I think you could probably train a model to consider boolean logic, modal logic, and mathematics reasonably well, but there is still a pretty big leap between that and thinking about things.
Even the most basic questions such as put a ball in a cup and place it on a table upside down then pick up the cup and put it in a box.
Requires knowledge of things not mentioned in the question (notably gravity).
Strict definition of all terms quickly gets you into a quagmire of complexity. Some base level of knowledge about things is required for you to give it instructions. If it only knows how to reason, it lacks any idea of what to aim to achieve.
There is quite a pronounced disconnect between the vast stores of written data that models are trained on and robust consideration of a topic. I do wonder if the path can be directed by the order of training.
For example if you train a model to basic literacy using tinystories, then math and philosopy texts, then psychology, and sociology texts, and then finally the mass data of everything from conversations and rants, to code and fiction.
Does that end up with a significantly different model to one that is trained on books on acting, creative writing, and fantasy novels, before introducing the same final mass data set.
How much does it's current ability allow it to contextualise new training data?
>Even the most basic questions such as put a ball in a cup and place it on a table upside down then pick up the cup and put it in a box.
That reminds me - this used to be my go-to question for smaller models and on which they would always fail miserably on:
A small strawberry is placed in a large cup. The cup is placed upside down on the kitchen table. Someone then lifts the cup as-is and puts it in the microwave. Where is the strawberry when the cup is in the microwave?
Here's what the 1.9GB VibeThinker-3B-GGUF:Q4_K_M answered:
Answer: The strawberry is still on the kitchen table – it fell out when the cup was turned upside‑down, and the subsequent lift‑and‑microwave move doesn’t change that.
So it seems there is definite progress here. Both specialized and yet improved common sense on things outside its domain of specialization.
Is that learned common sense or has it learned the structure of that particular problem?
What happens if you ask
A small strawberry is placed in a large cup. The cup is placed upside down on a saucer on the kitchen table. Someone then lifts the cup and saucer as-is and puts them in the microwave. Where is the strawberry when the cup is in the microwave?
The hard part was always the number of 'r's
> Even the most basic questions such as put a ball in a cup and place it on a table upside down then pick up the cup and put it in a box.
I do not think this is a great example. First, it is not a question. Second, it seems very related to robotics. A model itself cannot put a ball anywhere, it can just call tools and answer in text, image, etc.
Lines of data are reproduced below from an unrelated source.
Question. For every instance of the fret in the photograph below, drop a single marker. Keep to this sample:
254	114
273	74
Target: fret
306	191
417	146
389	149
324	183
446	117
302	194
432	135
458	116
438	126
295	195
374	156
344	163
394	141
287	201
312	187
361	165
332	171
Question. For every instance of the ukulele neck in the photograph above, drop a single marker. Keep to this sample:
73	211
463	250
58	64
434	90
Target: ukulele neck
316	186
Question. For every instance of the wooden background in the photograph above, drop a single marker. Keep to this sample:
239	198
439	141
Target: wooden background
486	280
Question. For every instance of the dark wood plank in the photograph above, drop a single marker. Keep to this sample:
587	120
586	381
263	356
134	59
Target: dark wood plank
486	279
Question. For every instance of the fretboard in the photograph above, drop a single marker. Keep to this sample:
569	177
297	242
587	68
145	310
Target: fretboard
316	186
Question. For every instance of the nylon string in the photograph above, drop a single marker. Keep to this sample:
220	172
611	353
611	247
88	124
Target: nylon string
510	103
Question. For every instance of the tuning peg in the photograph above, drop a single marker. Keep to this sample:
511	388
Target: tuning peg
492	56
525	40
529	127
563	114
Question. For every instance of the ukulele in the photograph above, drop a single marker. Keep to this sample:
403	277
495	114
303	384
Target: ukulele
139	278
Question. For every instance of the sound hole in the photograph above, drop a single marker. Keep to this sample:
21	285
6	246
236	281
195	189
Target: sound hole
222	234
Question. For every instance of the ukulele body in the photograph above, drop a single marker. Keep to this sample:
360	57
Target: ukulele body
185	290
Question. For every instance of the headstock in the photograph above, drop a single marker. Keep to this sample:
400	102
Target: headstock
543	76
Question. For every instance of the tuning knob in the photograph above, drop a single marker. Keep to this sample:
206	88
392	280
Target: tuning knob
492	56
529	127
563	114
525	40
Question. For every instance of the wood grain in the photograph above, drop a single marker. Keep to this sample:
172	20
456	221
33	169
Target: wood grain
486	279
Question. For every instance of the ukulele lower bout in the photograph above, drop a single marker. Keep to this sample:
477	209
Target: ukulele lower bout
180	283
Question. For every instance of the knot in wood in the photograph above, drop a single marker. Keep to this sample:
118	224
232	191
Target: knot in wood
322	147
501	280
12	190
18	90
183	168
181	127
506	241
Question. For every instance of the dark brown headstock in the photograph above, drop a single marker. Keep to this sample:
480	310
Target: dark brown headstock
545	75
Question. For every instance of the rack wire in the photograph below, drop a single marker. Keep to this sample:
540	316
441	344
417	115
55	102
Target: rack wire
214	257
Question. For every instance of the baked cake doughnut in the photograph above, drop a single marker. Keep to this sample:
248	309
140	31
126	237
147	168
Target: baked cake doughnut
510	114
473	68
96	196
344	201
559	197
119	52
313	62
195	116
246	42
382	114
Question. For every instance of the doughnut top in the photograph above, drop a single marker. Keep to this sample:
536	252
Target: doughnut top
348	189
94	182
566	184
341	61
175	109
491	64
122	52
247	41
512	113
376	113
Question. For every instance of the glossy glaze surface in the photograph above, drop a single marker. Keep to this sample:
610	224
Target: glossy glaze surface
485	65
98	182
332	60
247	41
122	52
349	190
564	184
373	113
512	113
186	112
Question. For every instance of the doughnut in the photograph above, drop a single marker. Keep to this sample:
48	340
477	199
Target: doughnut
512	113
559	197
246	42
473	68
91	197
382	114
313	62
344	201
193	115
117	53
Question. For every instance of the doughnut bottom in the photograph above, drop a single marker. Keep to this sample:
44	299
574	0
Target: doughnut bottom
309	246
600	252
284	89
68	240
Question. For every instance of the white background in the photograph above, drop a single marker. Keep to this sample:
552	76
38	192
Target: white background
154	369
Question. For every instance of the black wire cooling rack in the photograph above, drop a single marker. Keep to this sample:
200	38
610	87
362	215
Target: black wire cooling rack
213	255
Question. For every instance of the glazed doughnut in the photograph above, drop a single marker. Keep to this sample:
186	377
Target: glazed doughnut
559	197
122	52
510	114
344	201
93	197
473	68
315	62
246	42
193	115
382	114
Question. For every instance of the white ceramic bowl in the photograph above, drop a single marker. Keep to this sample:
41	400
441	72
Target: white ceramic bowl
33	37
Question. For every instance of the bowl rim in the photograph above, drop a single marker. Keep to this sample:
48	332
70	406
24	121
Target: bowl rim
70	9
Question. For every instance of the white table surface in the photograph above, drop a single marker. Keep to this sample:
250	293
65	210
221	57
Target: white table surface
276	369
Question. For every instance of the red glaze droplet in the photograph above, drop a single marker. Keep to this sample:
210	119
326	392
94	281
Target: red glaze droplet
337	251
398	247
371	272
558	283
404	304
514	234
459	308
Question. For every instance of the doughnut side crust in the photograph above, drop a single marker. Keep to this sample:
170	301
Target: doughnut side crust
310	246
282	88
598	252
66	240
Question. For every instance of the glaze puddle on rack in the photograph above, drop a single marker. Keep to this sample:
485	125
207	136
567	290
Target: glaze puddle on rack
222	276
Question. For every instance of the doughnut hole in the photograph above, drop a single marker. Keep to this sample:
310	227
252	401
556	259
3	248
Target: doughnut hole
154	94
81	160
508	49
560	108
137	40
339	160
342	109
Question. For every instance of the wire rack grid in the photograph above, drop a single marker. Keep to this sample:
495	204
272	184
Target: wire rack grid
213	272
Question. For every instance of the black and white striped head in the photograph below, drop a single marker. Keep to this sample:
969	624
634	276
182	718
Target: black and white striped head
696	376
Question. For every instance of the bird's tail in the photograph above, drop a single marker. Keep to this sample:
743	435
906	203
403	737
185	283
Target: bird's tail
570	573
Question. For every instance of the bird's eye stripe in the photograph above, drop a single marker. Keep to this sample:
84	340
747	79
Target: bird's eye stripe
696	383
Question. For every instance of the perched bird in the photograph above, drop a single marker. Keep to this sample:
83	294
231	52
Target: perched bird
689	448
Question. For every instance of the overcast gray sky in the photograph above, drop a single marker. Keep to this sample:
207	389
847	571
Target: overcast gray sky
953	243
An LLM seeing "put a x in a y and place it on a z upside down then pick up the y and put it in a z2." and then a question about what happens could check a rag for properties of those x,y,z,z2 and still answer. Alternatively, this could be useful for coding, for example. And that is a very extreme example. Some basic language plus tool use could go quite far. I think it is a very interesting direction vs here is a gpu the price of a car.
I wasn't explicitly stating the question, It was paraphrasing a common test question for world knowledge.
That you don't need to have a ball, cup, table, or even the ability to perform physical actions in order to consider where the ball ends up is in-itself required knowledge.
The thing is we tried that for decades, using more formal logic to build reasoning engines. And we never got it to be even a fraction as good and generic as learning-based LLMs are today.
I dont think think my point is getting across. This is in the context of how much world knowledge a model needs to be trained on, not llm vs not llm.